In the dark hours of the following morning, Shawn woke, wondering what had disturbed him. The room was still and quiet. Turning, he saw what it was. In shadow, Danielle stood by his bed, holding a pillow. She wore his
DOES NOT PLAY WELL WITH OTHERS
T-shirt; the moon lit her damp and fevered eyes. She could have placed the pillow over his face. Shawn took it, then held Danielle by her upper arms, feeling the heat of her. He turned her around, led her back to her own bed, and covered her too-warm body with a sheet.

“Dani?”

She stared at him, wordless. Then her eyes closed.

Shawn went back to his bed. He lay there awhile, wondering if a slightly built sleepwalking woman would have the strength to suffocate an aging sleeping man.

If the woman were Danielle, he thought, all bets were off.

 

18

FES, MOROCCO, 27 MAY 2004

At four in the morning, Shawn woke again. Under a pillow, his cell phone vibrated. He left the bed, went to the bathroom, closed the door, and answered.

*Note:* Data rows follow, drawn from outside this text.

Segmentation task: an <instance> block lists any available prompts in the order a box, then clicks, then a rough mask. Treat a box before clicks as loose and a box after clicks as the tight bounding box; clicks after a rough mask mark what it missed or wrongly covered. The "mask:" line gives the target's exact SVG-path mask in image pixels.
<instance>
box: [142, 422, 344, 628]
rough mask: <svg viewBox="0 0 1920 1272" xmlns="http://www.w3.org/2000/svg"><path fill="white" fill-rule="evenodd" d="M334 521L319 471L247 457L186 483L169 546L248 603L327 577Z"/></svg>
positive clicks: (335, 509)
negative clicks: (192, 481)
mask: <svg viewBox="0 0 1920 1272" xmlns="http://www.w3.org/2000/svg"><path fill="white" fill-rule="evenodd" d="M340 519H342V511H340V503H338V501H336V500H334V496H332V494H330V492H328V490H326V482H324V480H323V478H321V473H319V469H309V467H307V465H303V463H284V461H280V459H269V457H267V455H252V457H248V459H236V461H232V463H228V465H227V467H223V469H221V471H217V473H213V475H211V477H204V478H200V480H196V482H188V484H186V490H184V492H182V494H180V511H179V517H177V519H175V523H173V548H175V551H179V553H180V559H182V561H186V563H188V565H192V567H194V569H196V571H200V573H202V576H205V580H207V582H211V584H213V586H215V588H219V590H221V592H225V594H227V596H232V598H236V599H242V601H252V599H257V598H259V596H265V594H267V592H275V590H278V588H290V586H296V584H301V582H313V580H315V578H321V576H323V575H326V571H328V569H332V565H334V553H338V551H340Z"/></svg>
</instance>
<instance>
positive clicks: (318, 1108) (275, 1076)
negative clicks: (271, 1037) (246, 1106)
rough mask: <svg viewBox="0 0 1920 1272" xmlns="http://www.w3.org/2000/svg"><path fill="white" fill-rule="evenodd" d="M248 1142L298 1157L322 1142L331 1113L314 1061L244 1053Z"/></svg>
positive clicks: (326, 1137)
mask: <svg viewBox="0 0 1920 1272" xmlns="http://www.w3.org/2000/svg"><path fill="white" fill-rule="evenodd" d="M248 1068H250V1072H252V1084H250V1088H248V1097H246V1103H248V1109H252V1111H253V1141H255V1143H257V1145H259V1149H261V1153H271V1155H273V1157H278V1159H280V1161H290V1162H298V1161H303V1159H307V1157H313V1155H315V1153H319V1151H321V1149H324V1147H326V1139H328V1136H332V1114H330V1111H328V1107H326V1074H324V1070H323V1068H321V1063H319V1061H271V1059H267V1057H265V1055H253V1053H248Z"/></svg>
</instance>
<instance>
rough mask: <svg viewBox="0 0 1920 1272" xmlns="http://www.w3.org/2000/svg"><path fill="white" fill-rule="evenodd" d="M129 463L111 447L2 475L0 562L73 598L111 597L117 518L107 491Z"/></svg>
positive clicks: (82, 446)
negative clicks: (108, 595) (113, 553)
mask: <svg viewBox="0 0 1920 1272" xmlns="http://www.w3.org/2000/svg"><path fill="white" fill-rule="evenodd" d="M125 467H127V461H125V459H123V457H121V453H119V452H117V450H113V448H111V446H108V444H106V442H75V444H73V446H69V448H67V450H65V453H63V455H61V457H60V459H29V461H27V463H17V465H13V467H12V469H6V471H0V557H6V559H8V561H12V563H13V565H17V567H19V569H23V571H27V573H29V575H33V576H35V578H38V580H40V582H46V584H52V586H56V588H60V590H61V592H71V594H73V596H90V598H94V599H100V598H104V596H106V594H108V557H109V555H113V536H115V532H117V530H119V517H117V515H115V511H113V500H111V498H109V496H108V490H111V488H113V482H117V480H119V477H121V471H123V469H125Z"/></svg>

A man's voice said, “Mr. Maguire?”

He knew who was speaking.

“You will remember me? This is Ayub Abbasi.”

“I don't know what the hell time zone you're in, Mr. Abbasi,” Shawn said, keeping his voice down, “but where I am, it's four in the morning.”

“The dark night of the soul,” Abbasi said. “In fact, I am in your time zone, and your town. I am in Fes, where my office was.”